We can apply zero-knowledge proofs to all of this, so whenever certain information is needed, users can selectively approve and provide the required information while the rest of the details remain hidden.
It is only after 2013 that the efficiency of ZK-SNARKs became sufficient for practical implementation and use by developers, which is why there is significant room for different applications using zero-knowledge proofs to emerge in the future.
Launched in 2016, Zcash is currently the only prominent product that has successfully implemented ZK-SNARKs and provides privacy transactions between users.
ZK-SNARKs vs. ZK-STARKs
Image Source: Matter Labs GitHub Repository
ZK-STARK stands for zero-knowledge Scalable Transparent Argument of Knowledge, while ZK-SNARK stands for zero-knowledge Succinct Non-Interactive Argument of Knowledge.
Both of these zero-knowledge technologies are essentially non-interactive, which means the code can be deployed and act autonomously.
ZK-SNARKs rely on the security of elliptic curves.
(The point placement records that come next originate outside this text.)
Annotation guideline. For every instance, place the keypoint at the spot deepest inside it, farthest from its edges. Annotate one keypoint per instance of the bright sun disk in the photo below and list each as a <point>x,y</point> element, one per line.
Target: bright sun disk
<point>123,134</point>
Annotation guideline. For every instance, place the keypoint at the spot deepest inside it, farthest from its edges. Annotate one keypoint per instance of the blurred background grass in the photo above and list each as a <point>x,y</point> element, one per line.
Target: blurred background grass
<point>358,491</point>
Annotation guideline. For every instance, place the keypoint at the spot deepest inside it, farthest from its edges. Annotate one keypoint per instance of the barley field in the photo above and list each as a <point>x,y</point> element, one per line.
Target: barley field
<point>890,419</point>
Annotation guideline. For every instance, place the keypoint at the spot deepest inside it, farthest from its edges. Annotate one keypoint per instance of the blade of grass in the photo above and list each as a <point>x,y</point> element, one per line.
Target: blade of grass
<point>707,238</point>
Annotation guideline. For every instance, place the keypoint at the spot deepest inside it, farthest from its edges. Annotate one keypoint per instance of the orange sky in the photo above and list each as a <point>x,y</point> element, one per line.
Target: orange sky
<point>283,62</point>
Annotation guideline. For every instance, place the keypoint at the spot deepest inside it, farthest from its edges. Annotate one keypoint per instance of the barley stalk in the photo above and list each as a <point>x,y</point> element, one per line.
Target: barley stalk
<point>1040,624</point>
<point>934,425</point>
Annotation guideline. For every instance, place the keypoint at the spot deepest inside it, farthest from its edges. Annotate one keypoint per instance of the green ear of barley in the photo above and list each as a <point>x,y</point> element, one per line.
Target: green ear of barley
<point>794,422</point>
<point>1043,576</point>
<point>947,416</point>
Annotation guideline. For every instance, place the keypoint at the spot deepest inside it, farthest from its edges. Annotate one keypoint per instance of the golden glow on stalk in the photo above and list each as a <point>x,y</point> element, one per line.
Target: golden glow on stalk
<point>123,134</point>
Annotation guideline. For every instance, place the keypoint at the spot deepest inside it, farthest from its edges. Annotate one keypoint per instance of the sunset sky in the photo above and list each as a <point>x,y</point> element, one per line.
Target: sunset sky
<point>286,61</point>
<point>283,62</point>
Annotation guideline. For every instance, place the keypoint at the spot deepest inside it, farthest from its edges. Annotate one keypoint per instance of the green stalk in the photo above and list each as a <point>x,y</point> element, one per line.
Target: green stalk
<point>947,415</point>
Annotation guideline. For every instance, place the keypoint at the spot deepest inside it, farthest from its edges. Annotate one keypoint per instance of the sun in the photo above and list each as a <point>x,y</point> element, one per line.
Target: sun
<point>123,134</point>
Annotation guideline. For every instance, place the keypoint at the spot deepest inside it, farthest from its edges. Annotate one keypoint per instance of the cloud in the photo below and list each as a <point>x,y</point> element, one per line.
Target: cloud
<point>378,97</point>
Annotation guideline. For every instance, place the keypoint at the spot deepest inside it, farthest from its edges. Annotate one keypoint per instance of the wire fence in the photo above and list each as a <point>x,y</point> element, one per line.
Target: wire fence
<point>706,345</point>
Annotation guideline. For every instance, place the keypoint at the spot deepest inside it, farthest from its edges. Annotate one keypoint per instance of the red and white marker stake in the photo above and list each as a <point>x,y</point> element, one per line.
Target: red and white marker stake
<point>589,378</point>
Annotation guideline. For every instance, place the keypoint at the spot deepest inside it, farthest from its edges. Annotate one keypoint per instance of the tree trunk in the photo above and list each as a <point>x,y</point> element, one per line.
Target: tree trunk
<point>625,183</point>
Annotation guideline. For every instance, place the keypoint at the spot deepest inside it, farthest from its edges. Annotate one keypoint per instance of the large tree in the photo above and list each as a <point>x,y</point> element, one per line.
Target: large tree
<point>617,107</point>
The fundamental assumption of elliptic curves in cryptography is that finding a random elliptic curve element's discrete logarithm relative to a known base point is infeasible.
Trusted setup refers to the initial creation event of the keys required to create proofs for private transactions and the verification of those proofs.
If the secrets used to create these keys during the trusted setup event are not destroyed, then these secrets could be used to forge transactions through false verification.
Another limitation of SNARKs, as we already know, is their feasibility in a post-quantum world.
On the other hand, starting to use STARKs in a network does not require a trusted setup. These are also referred to as quantum-resistant. However, the proof size of STARKs is significantly larger than that of SNARKs.
However, STARKs are still in their infancy, and currently, there is not much support for developers, so we have a few more years before we see products based on ZK-STARK.
This concludes the article. This is a preliminary introduction to what zero-knowledge proofs are doing in the web3 world, and I believe you now have a certain understanding of zero-knowledge proofs.